Why did Americans find that they had gotten the opposite of a two percent raise – or about $45 less every two weeks on average, according to Congress’ Joint Economic Committee?

Two years ago, Obama did a tax deal with the Republican Congress to extend the Bush tax cuts. That 2011 law included a boost to everyone’s paycheck. Instead of paying 6.2 percent of their pay to Social Security, Americans would pay 4.2 percent, keeping $1,035 more a year.

The payroll-tax cut wasn’t a great idea in the first place. There was never any evidence that Americans really even noticed the modest boost to their income.

Yes, Americans had sharply cut back spending in 2008 and early 2009. But they slowly started spending again in 2010, before the payroll-tax cut. They didn’t really start spending on things like restaurant meals and apparel – largely unnecessary items – until shortly after last year’s election, well after the tax cut took effect.

The reason for the eventual pickup? Enough people finally had shed enough of their debt, whether through defaulting on their mortgages or slowly slogging through monthly credit-card balances, to feel comfortable splurging on something again. The fact that more people are working helps, too.

But if the payroll tax wasn’t necessary, it’s a far worse idea to take it away. It’s not just the pure economics of it. Economics, of course, would already tell you that if the payroll tax did help the economy, even a little, it’s going to hurt the economy to take it away.
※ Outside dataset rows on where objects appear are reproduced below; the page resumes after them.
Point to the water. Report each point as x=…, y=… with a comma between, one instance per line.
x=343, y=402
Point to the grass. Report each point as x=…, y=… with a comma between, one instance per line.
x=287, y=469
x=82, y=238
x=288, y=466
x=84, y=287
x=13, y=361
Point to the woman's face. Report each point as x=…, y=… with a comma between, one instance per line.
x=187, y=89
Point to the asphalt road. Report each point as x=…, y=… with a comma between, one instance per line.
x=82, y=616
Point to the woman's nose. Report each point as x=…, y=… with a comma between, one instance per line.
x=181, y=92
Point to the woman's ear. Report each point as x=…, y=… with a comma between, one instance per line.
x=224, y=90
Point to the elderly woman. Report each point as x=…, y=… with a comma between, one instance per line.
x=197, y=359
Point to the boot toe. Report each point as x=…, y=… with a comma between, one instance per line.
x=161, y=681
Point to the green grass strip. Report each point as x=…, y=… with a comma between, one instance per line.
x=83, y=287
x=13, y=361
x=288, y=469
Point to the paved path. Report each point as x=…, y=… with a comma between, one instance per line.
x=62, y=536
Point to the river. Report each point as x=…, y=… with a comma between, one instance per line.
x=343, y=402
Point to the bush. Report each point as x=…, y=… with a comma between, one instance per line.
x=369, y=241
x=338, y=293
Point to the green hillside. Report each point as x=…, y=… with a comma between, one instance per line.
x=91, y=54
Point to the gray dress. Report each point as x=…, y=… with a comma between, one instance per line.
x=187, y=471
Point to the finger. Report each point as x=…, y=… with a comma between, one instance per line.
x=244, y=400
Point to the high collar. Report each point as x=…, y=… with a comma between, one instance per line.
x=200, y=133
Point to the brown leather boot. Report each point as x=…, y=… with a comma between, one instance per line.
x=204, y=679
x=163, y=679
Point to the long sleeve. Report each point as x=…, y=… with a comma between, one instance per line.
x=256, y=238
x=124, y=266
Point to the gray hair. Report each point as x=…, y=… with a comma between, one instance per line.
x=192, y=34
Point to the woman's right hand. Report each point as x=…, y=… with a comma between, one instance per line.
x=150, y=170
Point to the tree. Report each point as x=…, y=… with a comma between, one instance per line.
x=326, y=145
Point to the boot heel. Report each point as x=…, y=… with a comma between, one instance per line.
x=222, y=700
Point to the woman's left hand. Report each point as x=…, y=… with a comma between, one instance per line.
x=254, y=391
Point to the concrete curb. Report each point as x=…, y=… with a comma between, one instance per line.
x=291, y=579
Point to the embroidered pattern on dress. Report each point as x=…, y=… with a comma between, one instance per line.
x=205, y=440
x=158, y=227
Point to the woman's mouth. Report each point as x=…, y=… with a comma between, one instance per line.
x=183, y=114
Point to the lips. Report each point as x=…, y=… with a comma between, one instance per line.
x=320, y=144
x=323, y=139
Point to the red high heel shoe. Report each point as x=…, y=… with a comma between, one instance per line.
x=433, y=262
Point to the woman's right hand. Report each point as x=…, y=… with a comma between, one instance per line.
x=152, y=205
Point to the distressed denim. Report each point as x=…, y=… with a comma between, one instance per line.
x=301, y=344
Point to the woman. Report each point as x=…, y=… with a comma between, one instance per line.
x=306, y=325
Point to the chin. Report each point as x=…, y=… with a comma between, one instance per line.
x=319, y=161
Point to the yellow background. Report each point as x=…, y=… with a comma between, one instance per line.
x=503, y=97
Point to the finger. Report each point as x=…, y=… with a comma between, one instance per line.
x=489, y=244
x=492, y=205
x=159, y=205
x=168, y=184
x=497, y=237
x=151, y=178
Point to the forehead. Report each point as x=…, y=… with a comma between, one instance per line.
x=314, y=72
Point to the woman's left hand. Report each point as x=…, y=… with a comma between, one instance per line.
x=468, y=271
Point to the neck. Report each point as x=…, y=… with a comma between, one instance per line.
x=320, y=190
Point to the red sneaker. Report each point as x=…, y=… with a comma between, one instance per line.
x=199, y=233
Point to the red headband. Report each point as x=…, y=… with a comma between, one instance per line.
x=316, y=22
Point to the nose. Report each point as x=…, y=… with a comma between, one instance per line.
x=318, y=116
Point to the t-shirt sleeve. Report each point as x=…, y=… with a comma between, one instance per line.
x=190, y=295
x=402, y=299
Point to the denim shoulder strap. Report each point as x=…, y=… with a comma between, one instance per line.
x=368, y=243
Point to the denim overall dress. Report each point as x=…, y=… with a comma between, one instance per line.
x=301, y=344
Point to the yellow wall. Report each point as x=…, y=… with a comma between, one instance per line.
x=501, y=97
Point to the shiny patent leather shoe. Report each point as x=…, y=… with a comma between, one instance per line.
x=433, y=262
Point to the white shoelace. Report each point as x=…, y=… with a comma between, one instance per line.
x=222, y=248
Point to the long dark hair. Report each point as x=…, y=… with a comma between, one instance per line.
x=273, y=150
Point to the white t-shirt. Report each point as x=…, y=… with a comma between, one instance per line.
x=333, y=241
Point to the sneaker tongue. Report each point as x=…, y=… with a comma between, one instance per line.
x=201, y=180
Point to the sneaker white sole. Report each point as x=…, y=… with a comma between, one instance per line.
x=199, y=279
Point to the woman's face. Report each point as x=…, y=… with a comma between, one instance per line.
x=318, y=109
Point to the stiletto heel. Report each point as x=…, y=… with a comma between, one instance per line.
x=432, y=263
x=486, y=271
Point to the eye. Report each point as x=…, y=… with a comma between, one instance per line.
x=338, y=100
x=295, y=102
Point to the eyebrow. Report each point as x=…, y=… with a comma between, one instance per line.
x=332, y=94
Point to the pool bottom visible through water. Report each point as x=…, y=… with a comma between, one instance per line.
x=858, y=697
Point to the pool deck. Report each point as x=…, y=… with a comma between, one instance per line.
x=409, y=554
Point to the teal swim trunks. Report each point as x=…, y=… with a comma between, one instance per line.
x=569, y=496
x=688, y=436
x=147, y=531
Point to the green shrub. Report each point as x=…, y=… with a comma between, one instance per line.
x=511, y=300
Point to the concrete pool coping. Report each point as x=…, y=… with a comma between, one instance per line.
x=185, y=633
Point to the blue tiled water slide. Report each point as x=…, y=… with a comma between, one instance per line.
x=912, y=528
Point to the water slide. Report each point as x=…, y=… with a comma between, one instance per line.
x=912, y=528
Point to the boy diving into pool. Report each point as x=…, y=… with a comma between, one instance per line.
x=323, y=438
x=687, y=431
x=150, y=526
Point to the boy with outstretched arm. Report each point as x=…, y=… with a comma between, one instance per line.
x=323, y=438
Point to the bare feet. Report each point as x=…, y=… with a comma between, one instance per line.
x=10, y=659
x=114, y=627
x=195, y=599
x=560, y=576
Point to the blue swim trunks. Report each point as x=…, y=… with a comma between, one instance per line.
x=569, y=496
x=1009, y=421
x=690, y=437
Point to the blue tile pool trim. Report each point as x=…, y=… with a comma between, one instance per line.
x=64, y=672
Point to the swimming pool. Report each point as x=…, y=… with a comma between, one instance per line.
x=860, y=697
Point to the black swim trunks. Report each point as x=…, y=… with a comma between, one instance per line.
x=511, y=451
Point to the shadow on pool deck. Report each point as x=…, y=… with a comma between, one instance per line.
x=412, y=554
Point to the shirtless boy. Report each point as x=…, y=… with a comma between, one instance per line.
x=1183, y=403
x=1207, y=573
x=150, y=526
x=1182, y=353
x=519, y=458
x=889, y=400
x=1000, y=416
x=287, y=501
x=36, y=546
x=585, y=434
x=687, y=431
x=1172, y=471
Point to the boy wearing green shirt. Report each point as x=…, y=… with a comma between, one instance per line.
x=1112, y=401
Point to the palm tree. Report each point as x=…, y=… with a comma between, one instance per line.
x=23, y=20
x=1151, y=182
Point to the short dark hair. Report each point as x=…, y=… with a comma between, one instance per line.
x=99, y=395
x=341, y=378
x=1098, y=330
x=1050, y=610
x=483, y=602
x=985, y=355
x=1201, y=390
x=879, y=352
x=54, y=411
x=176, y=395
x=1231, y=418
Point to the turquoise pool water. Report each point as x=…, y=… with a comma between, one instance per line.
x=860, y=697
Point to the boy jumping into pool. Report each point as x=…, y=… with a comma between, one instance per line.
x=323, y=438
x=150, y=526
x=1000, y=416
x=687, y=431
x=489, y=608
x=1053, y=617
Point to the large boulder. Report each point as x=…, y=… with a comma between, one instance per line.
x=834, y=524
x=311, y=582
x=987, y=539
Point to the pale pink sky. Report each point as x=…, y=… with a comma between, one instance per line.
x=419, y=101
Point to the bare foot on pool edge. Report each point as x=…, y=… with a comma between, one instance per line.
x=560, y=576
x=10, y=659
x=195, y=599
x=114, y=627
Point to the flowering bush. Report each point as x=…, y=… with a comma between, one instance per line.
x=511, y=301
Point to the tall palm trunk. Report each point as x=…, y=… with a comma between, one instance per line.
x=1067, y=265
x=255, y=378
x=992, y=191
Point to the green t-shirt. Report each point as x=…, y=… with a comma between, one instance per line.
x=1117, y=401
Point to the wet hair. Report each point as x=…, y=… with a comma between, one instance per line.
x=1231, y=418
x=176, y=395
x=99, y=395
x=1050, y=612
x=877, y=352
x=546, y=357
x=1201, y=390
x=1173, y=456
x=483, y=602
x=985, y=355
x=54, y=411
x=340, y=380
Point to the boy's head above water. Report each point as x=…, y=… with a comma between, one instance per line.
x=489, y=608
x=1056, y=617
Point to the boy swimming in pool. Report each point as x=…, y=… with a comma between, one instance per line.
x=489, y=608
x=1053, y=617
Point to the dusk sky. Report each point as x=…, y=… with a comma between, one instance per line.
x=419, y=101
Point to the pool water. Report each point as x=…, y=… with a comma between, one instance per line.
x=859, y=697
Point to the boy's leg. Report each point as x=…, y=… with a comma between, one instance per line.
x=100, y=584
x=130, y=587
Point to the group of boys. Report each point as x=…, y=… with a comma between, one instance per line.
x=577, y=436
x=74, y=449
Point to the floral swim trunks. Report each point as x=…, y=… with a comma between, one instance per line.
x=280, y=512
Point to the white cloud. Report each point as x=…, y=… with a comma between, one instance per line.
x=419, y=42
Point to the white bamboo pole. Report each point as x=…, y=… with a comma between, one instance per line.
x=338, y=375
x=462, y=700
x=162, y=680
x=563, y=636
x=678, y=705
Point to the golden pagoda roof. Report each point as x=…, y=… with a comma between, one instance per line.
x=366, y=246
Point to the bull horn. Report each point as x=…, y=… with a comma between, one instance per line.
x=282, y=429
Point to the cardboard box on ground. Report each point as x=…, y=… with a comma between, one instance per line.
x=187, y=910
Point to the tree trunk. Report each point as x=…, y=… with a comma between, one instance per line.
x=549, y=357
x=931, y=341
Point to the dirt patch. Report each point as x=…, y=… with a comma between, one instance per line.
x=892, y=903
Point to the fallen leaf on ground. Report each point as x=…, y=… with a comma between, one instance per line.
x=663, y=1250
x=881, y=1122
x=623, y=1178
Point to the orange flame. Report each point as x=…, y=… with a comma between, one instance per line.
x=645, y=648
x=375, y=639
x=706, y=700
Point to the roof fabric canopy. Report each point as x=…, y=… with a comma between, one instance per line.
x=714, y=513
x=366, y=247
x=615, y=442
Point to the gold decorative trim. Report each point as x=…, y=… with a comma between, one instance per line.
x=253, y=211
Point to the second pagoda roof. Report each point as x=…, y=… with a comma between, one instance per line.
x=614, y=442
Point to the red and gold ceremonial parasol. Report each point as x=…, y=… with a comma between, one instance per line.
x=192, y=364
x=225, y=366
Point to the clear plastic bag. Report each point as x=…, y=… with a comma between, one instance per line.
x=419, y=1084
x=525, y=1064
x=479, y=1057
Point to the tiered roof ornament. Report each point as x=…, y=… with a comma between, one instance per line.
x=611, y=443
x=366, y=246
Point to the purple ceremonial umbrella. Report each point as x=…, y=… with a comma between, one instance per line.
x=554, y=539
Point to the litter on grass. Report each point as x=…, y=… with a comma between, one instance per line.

That’s what happened in Britain, when the supposedly conservative David Cameron government hiked the value-added tax on goods and services by 14.3 percent, to 20 percent from 17.5 percent. People markedly cut back their spending because they had less money to spend.

But the psychology of the payroll-tax move matters more than the economics. Enacting the tax cut and taking it away doesn’t have the same result as never doing anything at all.

Think of it this way: If you give your friend a gift, she’ll be pleased; if you say in a month that you’ve decided you want it back, she’ll be less pleased than if you never gave it to her in the first place.

This thinking is just as important to the economy. Americans have been through nearly seven years of hell, starting in the spring of 2006. (They figured out that the housing bubble burst a year before Wall Street did, and two years before Congress did).

They’ve lost their job or worried about it. They’ve seen Wall Street get bailed out. They’ve watched supposed political leaders cry wolf about a government-funding crisis now for years. They’ve delayed buying homes, going to school, having kids.

And now that things have sort of, kind of, maybe started to look up, what does the government do? It slaps them with a massive tax hike. To rub salt in the wound, Democrats and Republicans both seem completely oblivious to the fact that that’s what they’ve done. They’re going around congratulating each other for cutting taxes.

Don’t be surprised if Americans have decided they’ve had about enough of this – and go on a spending strike. They know full well that the government likes them to spend money, but maybe they won’t feel like doing their patriotic duty for a while.